Additionally, the draft reportedly calls for limits to powers granted under the Police Act by limiting the number of branches within the MPS and “dramatically” reducing officer numbers to a force capable of controlling traffic and protests. Local media reported that the report had been compiled to address fears the entire police institution was “anti-MDP”.

MDP MP and Spokesperson Hamid Abdul Ghafoor said he had seen media coverage of the report, but was not aware of efforts within the party to draw up such a document, suggesting its content had been “fabricated”.

He claimed the MDP was presently focused on campaigning for the presidential election scheduled for September 7, while also overseeing what the party called voter protection measures through the use of observers and registration programmes.

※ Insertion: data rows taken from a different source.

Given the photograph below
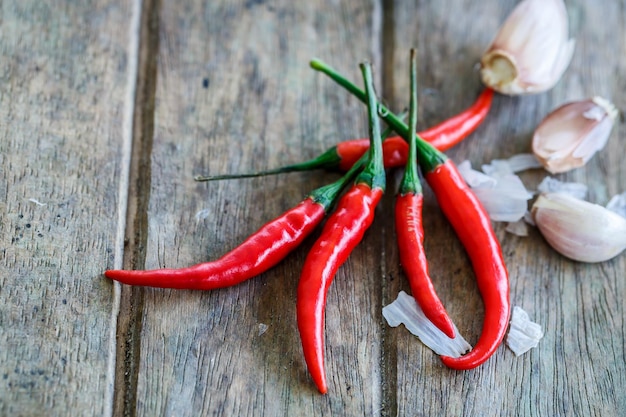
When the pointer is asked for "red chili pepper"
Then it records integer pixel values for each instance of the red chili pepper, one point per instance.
(472, 225)
(409, 231)
(443, 136)
(261, 251)
(343, 230)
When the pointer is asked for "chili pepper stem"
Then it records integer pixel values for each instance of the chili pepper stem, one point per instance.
(471, 224)
(429, 157)
(343, 230)
(409, 230)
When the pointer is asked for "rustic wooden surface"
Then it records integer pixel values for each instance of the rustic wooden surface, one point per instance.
(107, 110)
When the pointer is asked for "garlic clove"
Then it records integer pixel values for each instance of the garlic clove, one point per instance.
(569, 135)
(578, 229)
(531, 50)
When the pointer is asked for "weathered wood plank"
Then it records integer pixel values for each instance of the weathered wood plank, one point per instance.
(63, 87)
(234, 93)
(578, 368)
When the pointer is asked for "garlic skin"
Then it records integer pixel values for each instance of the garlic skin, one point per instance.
(578, 229)
(531, 50)
(569, 135)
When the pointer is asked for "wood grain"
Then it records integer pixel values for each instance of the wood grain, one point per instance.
(64, 81)
(577, 368)
(235, 94)
(225, 87)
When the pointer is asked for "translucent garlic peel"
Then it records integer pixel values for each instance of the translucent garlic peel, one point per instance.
(578, 229)
(552, 185)
(531, 50)
(504, 196)
(523, 333)
(617, 204)
(404, 310)
(571, 134)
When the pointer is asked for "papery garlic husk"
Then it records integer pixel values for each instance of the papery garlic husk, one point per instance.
(570, 135)
(578, 229)
(531, 50)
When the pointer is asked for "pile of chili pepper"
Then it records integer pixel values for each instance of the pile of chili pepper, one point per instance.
(350, 212)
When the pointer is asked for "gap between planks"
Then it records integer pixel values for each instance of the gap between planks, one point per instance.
(134, 197)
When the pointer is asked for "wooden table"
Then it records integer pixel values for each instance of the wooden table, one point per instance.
(108, 109)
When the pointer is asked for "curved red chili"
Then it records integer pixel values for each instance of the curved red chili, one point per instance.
(410, 236)
(471, 224)
(343, 230)
(261, 251)
(473, 227)
(409, 231)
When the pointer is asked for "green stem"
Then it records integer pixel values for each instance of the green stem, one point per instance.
(330, 159)
(410, 181)
(374, 172)
(328, 194)
(428, 157)
(327, 160)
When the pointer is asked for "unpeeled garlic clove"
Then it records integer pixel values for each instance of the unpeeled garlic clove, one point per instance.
(578, 229)
(531, 50)
(569, 136)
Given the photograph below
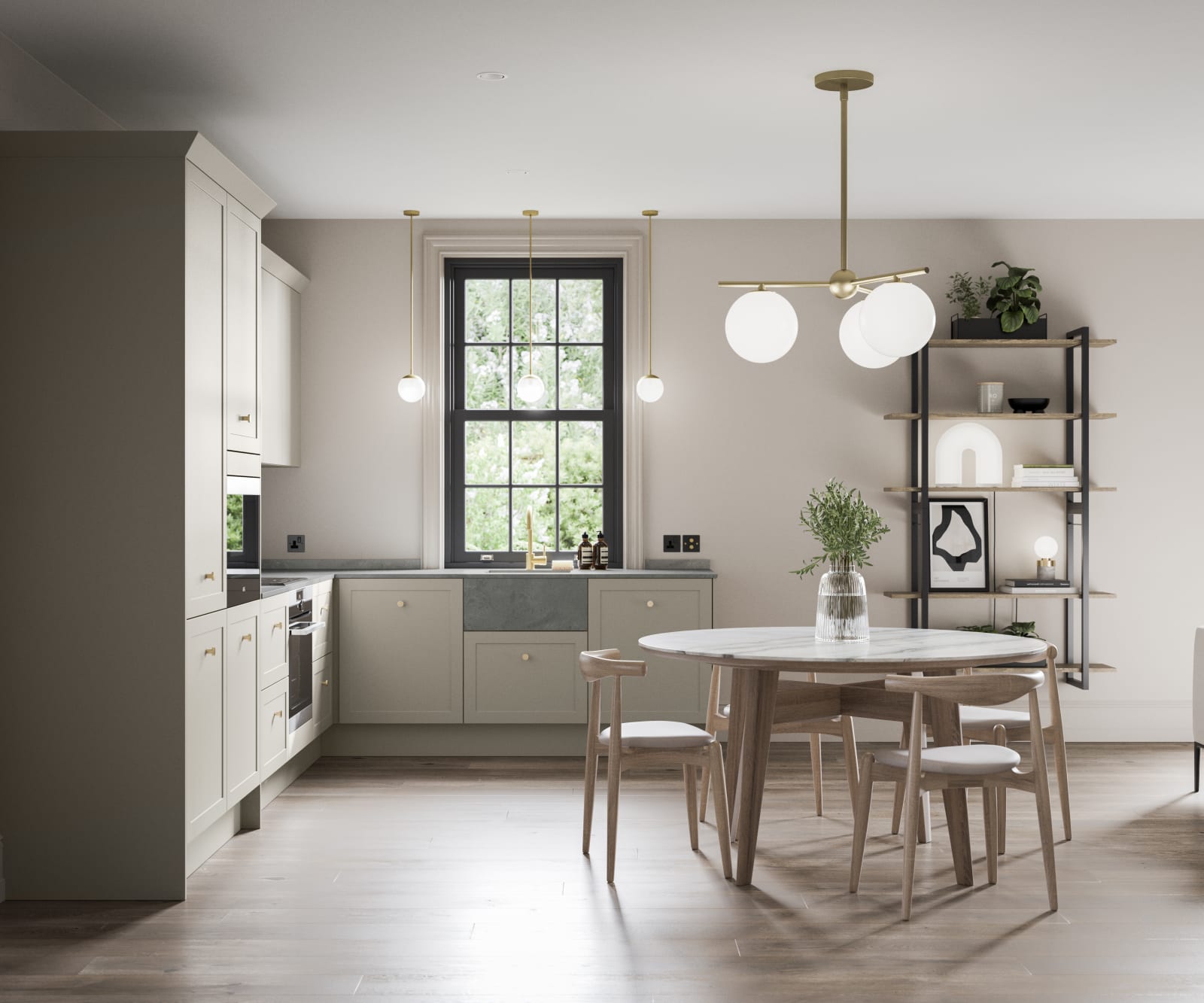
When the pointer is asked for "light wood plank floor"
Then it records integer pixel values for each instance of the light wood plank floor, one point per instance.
(463, 879)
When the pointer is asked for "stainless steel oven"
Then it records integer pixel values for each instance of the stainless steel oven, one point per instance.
(301, 630)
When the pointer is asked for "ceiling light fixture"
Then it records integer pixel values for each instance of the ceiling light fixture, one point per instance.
(530, 388)
(650, 388)
(895, 319)
(411, 388)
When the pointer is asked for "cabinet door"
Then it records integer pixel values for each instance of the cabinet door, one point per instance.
(524, 678)
(401, 650)
(242, 328)
(204, 436)
(204, 708)
(624, 611)
(241, 700)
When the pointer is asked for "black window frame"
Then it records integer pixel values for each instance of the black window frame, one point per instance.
(457, 271)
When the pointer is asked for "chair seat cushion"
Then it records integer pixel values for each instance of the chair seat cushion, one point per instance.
(660, 734)
(990, 716)
(962, 760)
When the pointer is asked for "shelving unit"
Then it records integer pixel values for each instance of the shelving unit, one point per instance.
(1078, 667)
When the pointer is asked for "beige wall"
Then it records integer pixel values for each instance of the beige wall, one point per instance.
(33, 98)
(732, 448)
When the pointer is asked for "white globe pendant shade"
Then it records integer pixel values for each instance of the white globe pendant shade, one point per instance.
(650, 388)
(897, 319)
(762, 327)
(411, 388)
(854, 345)
(530, 389)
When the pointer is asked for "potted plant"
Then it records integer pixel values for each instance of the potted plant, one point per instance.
(1013, 300)
(846, 527)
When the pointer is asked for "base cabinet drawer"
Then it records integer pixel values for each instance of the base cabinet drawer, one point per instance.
(274, 728)
(512, 678)
(624, 611)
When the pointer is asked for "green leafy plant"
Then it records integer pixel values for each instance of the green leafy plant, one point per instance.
(843, 525)
(1014, 298)
(967, 293)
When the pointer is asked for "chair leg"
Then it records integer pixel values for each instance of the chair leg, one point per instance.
(692, 802)
(613, 770)
(591, 774)
(719, 795)
(818, 774)
(861, 818)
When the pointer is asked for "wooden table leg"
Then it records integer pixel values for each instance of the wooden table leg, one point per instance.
(947, 730)
(762, 689)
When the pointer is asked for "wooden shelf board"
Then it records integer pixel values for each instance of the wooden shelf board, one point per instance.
(999, 595)
(987, 489)
(1019, 342)
(948, 415)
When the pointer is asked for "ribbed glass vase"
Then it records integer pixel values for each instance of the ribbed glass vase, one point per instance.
(842, 612)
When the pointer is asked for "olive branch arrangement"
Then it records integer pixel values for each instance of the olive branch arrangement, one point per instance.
(843, 525)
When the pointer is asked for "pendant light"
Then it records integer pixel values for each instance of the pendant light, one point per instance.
(530, 388)
(411, 388)
(650, 388)
(895, 319)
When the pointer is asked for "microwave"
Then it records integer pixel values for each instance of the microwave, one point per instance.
(242, 539)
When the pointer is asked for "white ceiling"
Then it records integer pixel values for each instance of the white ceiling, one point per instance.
(704, 108)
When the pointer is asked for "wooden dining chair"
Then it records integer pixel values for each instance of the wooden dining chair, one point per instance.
(991, 767)
(719, 716)
(644, 743)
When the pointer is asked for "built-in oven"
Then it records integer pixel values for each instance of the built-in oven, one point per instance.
(242, 539)
(301, 630)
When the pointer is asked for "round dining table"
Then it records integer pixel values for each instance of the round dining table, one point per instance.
(758, 655)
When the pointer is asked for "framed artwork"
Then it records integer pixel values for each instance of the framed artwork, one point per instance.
(959, 546)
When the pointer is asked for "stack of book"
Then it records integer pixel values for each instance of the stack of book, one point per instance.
(1044, 476)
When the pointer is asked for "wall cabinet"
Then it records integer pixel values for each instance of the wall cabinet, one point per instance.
(280, 336)
(524, 677)
(401, 650)
(204, 704)
(623, 611)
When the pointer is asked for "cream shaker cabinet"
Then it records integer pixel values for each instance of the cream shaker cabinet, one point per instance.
(624, 611)
(401, 650)
(281, 288)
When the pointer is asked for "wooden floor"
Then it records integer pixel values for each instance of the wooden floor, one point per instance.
(463, 879)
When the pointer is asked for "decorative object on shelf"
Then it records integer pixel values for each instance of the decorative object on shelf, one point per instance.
(990, 397)
(896, 318)
(967, 294)
(411, 388)
(650, 388)
(959, 546)
(530, 388)
(981, 442)
(846, 527)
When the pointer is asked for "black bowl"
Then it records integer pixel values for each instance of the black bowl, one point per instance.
(1029, 405)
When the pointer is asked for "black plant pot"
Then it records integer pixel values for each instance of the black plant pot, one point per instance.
(987, 329)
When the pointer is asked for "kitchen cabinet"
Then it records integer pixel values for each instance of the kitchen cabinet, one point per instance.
(242, 371)
(205, 652)
(281, 288)
(530, 677)
(623, 611)
(401, 650)
(241, 701)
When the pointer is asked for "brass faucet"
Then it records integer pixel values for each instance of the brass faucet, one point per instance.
(533, 560)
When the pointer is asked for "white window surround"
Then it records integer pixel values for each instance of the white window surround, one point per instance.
(430, 363)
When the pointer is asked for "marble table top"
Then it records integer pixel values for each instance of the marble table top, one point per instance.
(898, 648)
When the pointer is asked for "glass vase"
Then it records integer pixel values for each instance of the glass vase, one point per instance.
(842, 612)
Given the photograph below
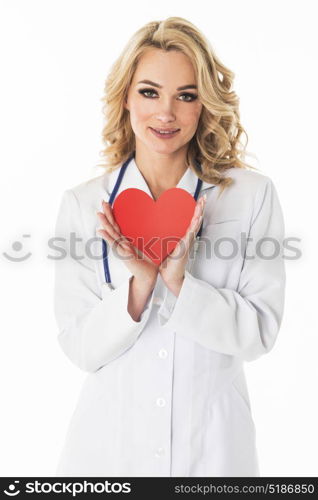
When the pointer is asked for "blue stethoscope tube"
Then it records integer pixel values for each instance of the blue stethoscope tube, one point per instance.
(111, 200)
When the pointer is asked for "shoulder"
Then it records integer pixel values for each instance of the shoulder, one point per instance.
(246, 180)
(89, 193)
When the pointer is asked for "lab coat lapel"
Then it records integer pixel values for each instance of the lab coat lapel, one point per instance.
(133, 178)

While dismissing knowledge of the leaked reform paper, Ghafoor said the party had considered the need for a “transitional agreement” for reforms of the country’s security forces based on recommendations raised in last year’s CoNI report.

“Coup” allegations

The MDP has continued to accuse the country’s security forces of helping orchestrate a “coup e’etat” on February 7, 2012, leading to former President Mohamed Nasheed controversially resigning from office and being later replaced by his then Vice President Dr Moahmed Waheed.

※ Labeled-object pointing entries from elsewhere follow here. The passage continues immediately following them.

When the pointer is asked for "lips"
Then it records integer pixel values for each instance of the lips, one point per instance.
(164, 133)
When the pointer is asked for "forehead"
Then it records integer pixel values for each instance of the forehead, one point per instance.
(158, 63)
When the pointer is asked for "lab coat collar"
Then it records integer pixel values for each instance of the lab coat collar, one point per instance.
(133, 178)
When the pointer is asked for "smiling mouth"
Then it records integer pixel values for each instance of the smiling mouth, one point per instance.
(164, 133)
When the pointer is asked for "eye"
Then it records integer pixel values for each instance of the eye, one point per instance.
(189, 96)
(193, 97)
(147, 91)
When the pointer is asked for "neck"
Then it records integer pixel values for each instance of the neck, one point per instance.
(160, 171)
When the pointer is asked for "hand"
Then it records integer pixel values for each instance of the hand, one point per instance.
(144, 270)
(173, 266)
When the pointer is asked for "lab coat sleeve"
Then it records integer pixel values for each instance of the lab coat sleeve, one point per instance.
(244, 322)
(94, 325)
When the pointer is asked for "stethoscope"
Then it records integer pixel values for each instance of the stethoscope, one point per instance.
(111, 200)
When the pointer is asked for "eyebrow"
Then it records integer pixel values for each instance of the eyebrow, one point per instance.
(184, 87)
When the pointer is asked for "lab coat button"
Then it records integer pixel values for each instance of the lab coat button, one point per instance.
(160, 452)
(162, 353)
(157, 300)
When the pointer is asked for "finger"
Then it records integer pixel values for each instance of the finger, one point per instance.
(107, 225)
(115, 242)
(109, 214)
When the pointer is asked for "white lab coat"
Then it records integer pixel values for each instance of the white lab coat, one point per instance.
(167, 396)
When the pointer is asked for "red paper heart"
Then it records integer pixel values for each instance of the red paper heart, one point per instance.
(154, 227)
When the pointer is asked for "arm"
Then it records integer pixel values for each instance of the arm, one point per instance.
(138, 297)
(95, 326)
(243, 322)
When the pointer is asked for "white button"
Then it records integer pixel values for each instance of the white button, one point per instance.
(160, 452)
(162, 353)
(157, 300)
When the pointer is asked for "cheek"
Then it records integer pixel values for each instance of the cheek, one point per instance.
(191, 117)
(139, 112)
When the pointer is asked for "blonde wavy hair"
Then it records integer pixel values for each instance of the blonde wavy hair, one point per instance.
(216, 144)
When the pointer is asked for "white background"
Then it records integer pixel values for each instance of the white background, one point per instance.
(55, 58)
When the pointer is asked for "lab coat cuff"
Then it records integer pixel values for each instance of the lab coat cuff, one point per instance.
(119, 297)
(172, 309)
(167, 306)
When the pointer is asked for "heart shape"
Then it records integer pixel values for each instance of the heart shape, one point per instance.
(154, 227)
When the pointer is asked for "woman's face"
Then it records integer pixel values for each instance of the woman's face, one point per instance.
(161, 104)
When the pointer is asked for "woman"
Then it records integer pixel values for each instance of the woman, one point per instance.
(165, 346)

The resignation came after sections of the police and military mutinied against the president on February 7 – a development rejected by the CoNI report, which concluded that the administration of President Waheed had come to power legitimately and not through an alleged coup.

With the CoNI process concluded, Ghafoor accused the Commonwealth and the wider international community of failing to ensure reforms to strengthen democratic institutions called for in the report’s findings were met.

He alleged that the Maldives Police Service (MPS) had failed to fully be transferred from a militarised to civil institution dating back to the administration of former President Maumoon Abdul Gayoom’s before the country’s first multi-party democratic election in 2008.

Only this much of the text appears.